SI MALIN KUNDANG KAPITALISME
Denny J.A.
Mahasiswa Program Doktor Perbandingan Politik dan Bisnis,
Ohio State University, AS
Manifesto itu hanya setebal 20 halaman. Namun, judulnya cukup menyita perhatian, Restoring Democracy, Justice and Order in Indonesia: An Agenda for Reform. Isinya padat dan cukup komprehensif. Di samping memihak demokrasi, dokumen itu menekankan pilihan atas jalan kapitalisme bagi Indonesia. Sebuah seruan politik untuk berjuang menuju ekonomi liberal: mekanisme pasar, deregulasi, kompetisi, modal asing.
Jika manifesto liberal itu dibuat oleh seorang politisi atau teknokrat yang juga liberal, seperti Widjojo Nitisastro atau, yang lebih muda, Iwan Jaya Aziz, saya akan mudah paham. Ajakan menuju kapitalisme itu menjadi unik karena dokumen itu mengatasnamakan Megawati Soekarnoputri. Bukankah Megawati menjadi besar karena bayangan sang ayah, Bung Karno, yang tumbuh dalam tradisi populistik dan sosialistik, yang justru anti-kapitalisme dan anti-liberalisme?
Tentu, manifesto tersebut sangat mungkin ditulis oleh orang lain, tim ahli ataupun dapur pemikir di belakang Megawati. Namun, karena secara resmi nama Megawati yang dicantumkan, program ekonomi politik manifesto yang disebarkan ke luar negeri itu harus dianggap sebagai platform perjuangan Megawati sendiri.
Saya terkesima membacanya. Alangkah jauh pergeseran visi politik ekonomi telah terjadi.

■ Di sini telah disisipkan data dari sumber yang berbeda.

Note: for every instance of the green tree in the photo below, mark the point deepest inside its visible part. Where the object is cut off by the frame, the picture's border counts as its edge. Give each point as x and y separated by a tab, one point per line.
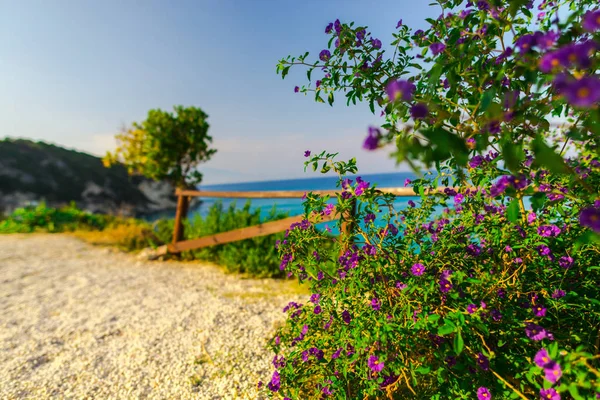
166	146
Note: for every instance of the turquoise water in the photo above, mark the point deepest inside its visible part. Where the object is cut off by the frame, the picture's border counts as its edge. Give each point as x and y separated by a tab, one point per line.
292	206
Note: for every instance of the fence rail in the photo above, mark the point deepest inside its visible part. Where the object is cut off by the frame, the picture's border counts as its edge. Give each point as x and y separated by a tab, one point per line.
183	198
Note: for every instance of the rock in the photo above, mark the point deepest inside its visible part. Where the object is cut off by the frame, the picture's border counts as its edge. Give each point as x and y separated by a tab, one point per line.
34	172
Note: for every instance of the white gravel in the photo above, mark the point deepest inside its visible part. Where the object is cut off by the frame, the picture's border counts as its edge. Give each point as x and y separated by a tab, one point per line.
83	322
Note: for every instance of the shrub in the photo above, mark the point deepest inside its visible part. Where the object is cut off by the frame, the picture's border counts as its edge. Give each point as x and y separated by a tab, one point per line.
486	298
42	218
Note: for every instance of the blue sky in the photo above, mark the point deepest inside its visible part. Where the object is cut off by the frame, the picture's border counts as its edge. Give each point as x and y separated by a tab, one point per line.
73	72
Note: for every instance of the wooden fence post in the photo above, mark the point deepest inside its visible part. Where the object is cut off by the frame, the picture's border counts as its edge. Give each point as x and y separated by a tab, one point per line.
182	207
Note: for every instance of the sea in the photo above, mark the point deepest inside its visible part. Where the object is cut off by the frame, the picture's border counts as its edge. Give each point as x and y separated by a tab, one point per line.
294	206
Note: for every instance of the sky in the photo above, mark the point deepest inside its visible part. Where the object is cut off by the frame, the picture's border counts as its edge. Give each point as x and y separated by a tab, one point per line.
73	72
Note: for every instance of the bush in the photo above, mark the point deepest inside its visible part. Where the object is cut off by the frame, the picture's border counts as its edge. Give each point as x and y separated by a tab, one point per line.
45	219
486	299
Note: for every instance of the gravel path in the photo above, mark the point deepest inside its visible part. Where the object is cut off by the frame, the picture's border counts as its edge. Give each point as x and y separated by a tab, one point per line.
78	322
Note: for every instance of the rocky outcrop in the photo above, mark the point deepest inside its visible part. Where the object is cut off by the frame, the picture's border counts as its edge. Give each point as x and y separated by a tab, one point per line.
31	172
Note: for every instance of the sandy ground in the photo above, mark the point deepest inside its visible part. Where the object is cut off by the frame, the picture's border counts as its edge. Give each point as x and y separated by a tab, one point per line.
83	322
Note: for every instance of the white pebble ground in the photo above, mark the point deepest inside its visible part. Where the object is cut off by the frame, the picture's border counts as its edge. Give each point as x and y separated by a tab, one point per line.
82	322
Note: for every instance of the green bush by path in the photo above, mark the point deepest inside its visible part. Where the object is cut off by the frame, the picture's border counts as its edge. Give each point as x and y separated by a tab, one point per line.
41	218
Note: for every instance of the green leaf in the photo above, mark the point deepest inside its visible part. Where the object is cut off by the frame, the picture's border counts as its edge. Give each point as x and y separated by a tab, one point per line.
447	328
458	344
547	157
538	200
424	370
486	99
513	212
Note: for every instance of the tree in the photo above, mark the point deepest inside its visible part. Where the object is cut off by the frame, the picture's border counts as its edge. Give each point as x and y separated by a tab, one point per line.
166	147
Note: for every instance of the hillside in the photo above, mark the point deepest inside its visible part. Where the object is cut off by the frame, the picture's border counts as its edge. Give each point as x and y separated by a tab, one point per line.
36	171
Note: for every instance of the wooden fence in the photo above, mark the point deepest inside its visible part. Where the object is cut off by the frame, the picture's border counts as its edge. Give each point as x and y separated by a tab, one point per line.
184	196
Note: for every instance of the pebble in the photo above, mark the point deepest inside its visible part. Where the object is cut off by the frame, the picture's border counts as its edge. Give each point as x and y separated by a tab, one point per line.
81	322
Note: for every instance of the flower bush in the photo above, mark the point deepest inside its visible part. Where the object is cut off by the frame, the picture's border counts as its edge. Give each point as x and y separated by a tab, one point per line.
469	293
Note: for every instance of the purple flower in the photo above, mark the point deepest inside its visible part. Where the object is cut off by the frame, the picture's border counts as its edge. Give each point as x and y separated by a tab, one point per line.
526	42
494	127
369	218
361	187
445	285
336	354
346	317
518	182
500	186
548	230
372	140
542	358
437	48
552	371
419	111
417	269
482	361
337	26
324	55
549	61
590	217
496	315
544	250
400	89
314	298
476	161
275	383
566	262
539	311
549	394
591	21
483	393
374	364
584	92
376	304
536	332
547	40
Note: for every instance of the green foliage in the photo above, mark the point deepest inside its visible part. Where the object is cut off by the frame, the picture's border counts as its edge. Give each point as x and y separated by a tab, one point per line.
41	218
467	321
464	302
256	256
166	146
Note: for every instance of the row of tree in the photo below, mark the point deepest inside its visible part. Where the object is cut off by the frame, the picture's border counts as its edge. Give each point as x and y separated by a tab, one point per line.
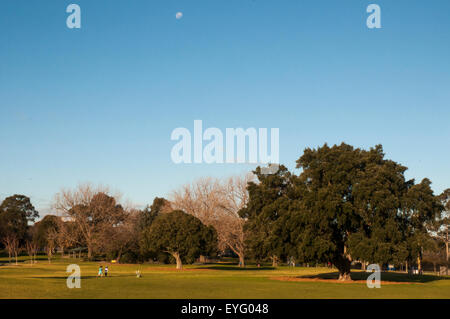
346	205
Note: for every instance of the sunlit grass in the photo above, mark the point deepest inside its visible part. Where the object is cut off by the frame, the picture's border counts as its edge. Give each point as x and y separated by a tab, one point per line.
44	280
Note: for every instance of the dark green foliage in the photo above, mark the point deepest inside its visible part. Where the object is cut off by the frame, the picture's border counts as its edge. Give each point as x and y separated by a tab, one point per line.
269	202
347	204
15	213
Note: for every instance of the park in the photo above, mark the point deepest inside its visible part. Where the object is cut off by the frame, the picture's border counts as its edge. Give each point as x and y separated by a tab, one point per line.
318	234
44	280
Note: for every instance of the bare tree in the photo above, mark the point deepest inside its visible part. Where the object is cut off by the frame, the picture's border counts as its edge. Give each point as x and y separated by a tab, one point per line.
217	203
93	212
32	247
11	243
52	237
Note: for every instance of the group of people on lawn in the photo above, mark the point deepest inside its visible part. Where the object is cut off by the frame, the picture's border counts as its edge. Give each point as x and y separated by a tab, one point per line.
101	273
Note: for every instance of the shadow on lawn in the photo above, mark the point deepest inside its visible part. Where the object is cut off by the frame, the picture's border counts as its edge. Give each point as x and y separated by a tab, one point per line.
82	277
385	276
234	267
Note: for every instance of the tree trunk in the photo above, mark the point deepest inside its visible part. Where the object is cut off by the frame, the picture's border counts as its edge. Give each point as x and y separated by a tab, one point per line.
178	260
241	260
274	261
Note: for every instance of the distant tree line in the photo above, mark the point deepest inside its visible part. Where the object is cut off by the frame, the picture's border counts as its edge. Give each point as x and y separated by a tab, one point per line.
346	205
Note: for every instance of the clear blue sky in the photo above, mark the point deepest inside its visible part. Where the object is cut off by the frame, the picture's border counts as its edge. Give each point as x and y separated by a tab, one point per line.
99	104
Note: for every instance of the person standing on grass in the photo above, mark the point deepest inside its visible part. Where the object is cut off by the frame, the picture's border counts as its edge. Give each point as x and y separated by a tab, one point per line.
100	271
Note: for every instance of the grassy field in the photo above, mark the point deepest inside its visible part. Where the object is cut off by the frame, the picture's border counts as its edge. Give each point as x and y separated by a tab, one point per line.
44	280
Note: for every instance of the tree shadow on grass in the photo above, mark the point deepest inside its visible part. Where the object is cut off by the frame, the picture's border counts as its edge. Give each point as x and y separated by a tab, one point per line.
385	276
83	277
232	267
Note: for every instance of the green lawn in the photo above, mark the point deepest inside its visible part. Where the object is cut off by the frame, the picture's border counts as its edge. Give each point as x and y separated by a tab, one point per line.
44	280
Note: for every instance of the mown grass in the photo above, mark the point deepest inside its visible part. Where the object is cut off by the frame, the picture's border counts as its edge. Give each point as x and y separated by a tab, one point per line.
44	280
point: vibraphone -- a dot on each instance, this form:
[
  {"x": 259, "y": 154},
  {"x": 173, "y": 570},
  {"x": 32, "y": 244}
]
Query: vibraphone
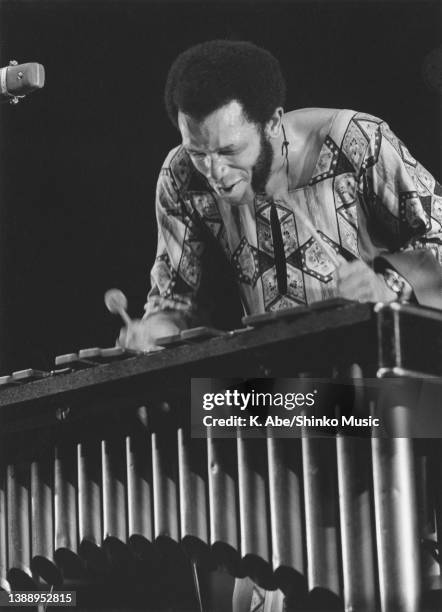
[{"x": 100, "y": 478}]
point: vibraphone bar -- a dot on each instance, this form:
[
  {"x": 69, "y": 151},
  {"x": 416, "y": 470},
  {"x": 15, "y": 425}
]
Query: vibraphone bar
[{"x": 100, "y": 478}]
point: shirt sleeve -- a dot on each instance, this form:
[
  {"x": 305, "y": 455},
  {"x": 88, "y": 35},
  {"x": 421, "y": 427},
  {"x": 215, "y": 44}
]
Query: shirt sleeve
[
  {"x": 403, "y": 207},
  {"x": 176, "y": 272}
]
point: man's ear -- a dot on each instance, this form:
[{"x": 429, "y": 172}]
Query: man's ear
[{"x": 273, "y": 125}]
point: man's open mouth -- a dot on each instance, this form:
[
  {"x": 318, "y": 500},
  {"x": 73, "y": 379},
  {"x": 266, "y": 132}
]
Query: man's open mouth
[{"x": 227, "y": 190}]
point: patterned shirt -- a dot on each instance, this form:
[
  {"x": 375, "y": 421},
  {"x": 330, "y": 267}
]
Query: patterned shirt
[{"x": 367, "y": 197}]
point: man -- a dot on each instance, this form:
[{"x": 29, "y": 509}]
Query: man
[{"x": 306, "y": 205}]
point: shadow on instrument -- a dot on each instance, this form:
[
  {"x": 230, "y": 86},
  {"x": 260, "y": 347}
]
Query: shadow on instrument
[{"x": 47, "y": 570}]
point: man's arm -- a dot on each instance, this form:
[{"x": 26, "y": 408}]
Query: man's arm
[
  {"x": 403, "y": 206},
  {"x": 175, "y": 276}
]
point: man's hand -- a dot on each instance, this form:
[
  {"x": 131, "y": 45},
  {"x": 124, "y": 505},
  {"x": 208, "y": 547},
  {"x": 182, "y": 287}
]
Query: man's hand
[
  {"x": 357, "y": 281},
  {"x": 143, "y": 334}
]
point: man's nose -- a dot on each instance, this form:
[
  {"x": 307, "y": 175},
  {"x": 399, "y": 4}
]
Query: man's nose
[{"x": 216, "y": 168}]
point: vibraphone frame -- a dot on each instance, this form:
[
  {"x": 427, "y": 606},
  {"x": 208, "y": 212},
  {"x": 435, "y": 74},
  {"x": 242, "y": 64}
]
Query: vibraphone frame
[{"x": 93, "y": 489}]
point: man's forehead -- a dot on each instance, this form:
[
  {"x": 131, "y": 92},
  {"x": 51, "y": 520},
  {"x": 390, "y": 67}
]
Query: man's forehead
[{"x": 227, "y": 122}]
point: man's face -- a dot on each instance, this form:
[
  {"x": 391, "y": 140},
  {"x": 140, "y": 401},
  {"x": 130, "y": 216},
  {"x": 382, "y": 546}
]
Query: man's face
[{"x": 230, "y": 151}]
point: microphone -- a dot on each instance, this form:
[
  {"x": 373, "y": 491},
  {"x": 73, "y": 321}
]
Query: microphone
[{"x": 17, "y": 80}]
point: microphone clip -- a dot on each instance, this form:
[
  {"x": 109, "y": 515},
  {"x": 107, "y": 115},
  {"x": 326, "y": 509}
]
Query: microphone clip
[{"x": 13, "y": 98}]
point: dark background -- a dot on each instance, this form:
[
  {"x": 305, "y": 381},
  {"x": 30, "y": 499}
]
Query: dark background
[{"x": 79, "y": 159}]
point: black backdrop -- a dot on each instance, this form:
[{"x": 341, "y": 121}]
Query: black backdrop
[{"x": 79, "y": 159}]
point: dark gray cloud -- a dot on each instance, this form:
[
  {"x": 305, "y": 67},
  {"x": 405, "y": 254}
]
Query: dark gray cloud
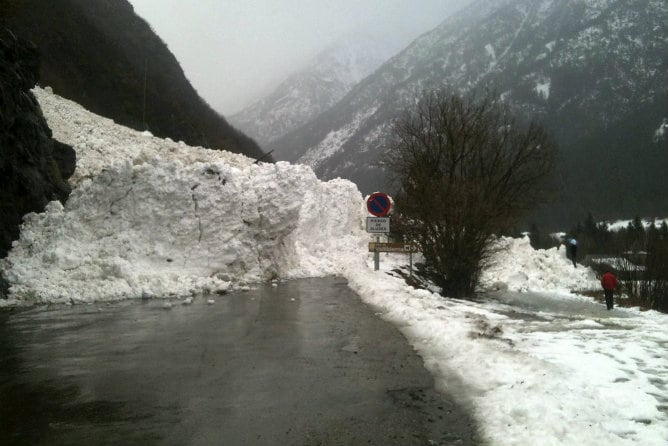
[{"x": 233, "y": 51}]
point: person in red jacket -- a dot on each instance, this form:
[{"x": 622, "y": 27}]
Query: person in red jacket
[{"x": 609, "y": 283}]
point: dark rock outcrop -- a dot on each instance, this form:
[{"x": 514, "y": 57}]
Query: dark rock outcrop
[{"x": 33, "y": 167}]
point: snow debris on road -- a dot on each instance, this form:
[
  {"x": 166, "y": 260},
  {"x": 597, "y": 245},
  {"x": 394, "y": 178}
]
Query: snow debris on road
[{"x": 150, "y": 217}]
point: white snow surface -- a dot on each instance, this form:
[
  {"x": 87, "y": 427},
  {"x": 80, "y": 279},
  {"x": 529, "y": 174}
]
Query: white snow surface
[{"x": 538, "y": 363}]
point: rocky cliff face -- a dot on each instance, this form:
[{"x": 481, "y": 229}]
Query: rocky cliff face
[{"x": 33, "y": 166}]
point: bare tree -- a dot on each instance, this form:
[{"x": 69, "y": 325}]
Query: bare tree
[{"x": 466, "y": 169}]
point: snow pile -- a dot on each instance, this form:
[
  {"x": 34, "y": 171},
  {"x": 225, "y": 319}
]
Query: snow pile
[
  {"x": 152, "y": 218},
  {"x": 519, "y": 267},
  {"x": 542, "y": 368}
]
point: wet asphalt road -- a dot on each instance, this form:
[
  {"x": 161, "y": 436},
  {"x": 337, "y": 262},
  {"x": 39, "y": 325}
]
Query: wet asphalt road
[{"x": 302, "y": 363}]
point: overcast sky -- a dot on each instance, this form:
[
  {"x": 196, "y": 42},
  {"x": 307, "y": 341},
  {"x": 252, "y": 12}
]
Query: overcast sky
[{"x": 234, "y": 51}]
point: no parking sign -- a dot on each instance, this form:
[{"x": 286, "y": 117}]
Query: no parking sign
[{"x": 379, "y": 204}]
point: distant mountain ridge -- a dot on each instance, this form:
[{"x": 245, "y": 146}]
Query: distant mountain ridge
[
  {"x": 315, "y": 88},
  {"x": 100, "y": 54},
  {"x": 593, "y": 72}
]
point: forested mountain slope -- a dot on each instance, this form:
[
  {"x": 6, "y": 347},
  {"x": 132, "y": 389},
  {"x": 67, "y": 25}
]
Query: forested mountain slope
[{"x": 594, "y": 72}]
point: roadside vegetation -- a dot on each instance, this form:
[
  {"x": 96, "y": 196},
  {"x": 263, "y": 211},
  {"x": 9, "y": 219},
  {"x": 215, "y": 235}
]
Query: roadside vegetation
[{"x": 465, "y": 170}]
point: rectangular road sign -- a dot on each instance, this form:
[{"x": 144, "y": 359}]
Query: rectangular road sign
[
  {"x": 378, "y": 225},
  {"x": 393, "y": 247}
]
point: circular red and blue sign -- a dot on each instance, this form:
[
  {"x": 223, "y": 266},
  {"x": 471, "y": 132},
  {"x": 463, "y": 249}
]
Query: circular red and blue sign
[{"x": 379, "y": 204}]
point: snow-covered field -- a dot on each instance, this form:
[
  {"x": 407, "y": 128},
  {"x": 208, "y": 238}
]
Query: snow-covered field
[{"x": 539, "y": 364}]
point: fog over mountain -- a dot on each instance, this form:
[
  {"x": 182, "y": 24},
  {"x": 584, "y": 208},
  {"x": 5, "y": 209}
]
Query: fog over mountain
[
  {"x": 593, "y": 72},
  {"x": 316, "y": 88},
  {"x": 102, "y": 55}
]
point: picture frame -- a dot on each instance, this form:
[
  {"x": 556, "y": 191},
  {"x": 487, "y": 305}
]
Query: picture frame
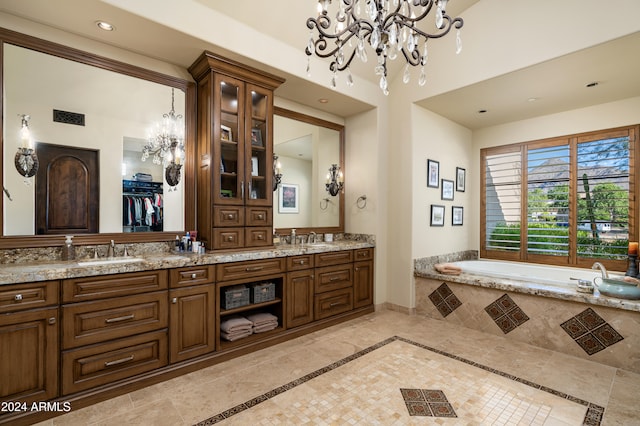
[
  {"x": 437, "y": 215},
  {"x": 225, "y": 133},
  {"x": 461, "y": 175},
  {"x": 447, "y": 190},
  {"x": 457, "y": 214},
  {"x": 256, "y": 137},
  {"x": 288, "y": 198},
  {"x": 433, "y": 173},
  {"x": 254, "y": 166}
]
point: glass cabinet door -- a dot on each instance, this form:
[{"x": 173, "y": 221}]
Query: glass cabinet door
[
  {"x": 258, "y": 144},
  {"x": 229, "y": 141}
]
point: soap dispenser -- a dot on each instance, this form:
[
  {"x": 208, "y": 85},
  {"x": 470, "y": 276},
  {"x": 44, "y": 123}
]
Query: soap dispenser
[{"x": 68, "y": 251}]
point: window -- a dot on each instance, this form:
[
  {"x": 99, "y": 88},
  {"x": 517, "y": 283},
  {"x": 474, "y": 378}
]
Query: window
[{"x": 565, "y": 201}]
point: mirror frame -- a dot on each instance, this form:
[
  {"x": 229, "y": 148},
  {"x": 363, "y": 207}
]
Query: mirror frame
[
  {"x": 330, "y": 125},
  {"x": 70, "y": 53}
]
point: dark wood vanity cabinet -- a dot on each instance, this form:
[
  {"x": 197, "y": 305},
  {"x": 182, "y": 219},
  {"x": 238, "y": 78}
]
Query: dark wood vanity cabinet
[
  {"x": 192, "y": 320},
  {"x": 29, "y": 349},
  {"x": 234, "y": 153},
  {"x": 117, "y": 330}
]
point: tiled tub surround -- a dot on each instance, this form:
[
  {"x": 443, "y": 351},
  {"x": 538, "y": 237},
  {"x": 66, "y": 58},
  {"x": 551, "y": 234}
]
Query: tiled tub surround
[
  {"x": 31, "y": 265},
  {"x": 589, "y": 326}
]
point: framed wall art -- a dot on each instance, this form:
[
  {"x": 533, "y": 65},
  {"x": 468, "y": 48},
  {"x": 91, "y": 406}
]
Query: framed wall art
[
  {"x": 437, "y": 215},
  {"x": 456, "y": 215},
  {"x": 461, "y": 175},
  {"x": 447, "y": 189},
  {"x": 433, "y": 173},
  {"x": 288, "y": 198}
]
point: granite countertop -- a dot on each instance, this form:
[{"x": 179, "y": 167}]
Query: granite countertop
[
  {"x": 538, "y": 289},
  {"x": 42, "y": 271}
]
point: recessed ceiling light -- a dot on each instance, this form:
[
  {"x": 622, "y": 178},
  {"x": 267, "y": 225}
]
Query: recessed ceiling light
[{"x": 104, "y": 25}]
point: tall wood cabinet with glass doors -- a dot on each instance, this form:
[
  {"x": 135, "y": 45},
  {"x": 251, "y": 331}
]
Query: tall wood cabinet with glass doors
[{"x": 235, "y": 153}]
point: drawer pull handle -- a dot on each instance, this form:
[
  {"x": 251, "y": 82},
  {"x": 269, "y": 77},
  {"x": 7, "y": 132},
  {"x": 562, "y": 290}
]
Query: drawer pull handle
[
  {"x": 119, "y": 319},
  {"x": 118, "y": 361}
]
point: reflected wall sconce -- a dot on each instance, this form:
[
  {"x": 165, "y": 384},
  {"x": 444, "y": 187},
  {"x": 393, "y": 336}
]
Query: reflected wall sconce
[
  {"x": 277, "y": 172},
  {"x": 26, "y": 160},
  {"x": 166, "y": 144},
  {"x": 335, "y": 180}
]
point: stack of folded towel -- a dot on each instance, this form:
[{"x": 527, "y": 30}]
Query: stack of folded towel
[
  {"x": 263, "y": 321},
  {"x": 235, "y": 327}
]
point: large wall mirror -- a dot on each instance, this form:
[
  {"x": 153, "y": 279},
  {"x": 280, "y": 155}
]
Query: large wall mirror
[
  {"x": 306, "y": 148},
  {"x": 113, "y": 106}
]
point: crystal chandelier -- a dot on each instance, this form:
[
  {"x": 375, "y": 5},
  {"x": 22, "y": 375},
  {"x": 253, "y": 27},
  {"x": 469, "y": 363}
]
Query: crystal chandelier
[
  {"x": 166, "y": 144},
  {"x": 388, "y": 26}
]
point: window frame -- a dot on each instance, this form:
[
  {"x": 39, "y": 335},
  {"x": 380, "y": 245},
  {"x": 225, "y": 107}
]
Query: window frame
[{"x": 572, "y": 259}]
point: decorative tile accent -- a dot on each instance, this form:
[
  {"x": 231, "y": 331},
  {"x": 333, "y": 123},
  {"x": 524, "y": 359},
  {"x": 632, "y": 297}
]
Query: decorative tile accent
[
  {"x": 590, "y": 331},
  {"x": 427, "y": 402},
  {"x": 433, "y": 401},
  {"x": 444, "y": 300},
  {"x": 506, "y": 314}
]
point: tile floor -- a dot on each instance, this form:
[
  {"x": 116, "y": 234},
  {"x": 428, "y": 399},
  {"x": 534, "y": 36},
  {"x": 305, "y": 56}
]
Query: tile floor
[{"x": 383, "y": 369}]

Di samping lapisan kecil kelompok terpelajar, pendukung utama Megawati pada dasarnya tetap kelompok sosial yang dulu juga pendukung Bung Karno. Mereka umumnya adalah kelompok PNI ataupun gerakan akar rumput. Kelompok pendukung utama itu punya keragaman pandangan, tapi relatif homogen dalam semangatnya yang anti-kebijakan ekonomi liberal-kapitalistik.
Megawati masih berdiri pada kelompok sosial itu. Namun, kini Megawati (penasihatnya) menggeser visi ekonominya jauh ke seberang, bahkan melawan tradisi lama kelompoknya. Megawati kini malah menganjurkan visi ekonomi liberal-kapitalistik yang dulu jelas menjadi musuh utama kelompok tradisionalnya sendiri. Bagaimana mungkin? Apakah Megawati hanya ingin memuaskan pendukungnya di luar negeri, di dunia Barat yang liberal?
Persoalannya, itu tak hanya terjadi di Indonesia, melainkan merupakan fenomena yang agak mendunia. Carlos Menem di Argentina pada dekade ini juga melakukan hal serupa. Menem pun besar karena ia didukung oleh kelompok Peronisme, pendukung utama Juan Peron, pemimpin besar Argentina yang karismanya sebesar Bung Karno.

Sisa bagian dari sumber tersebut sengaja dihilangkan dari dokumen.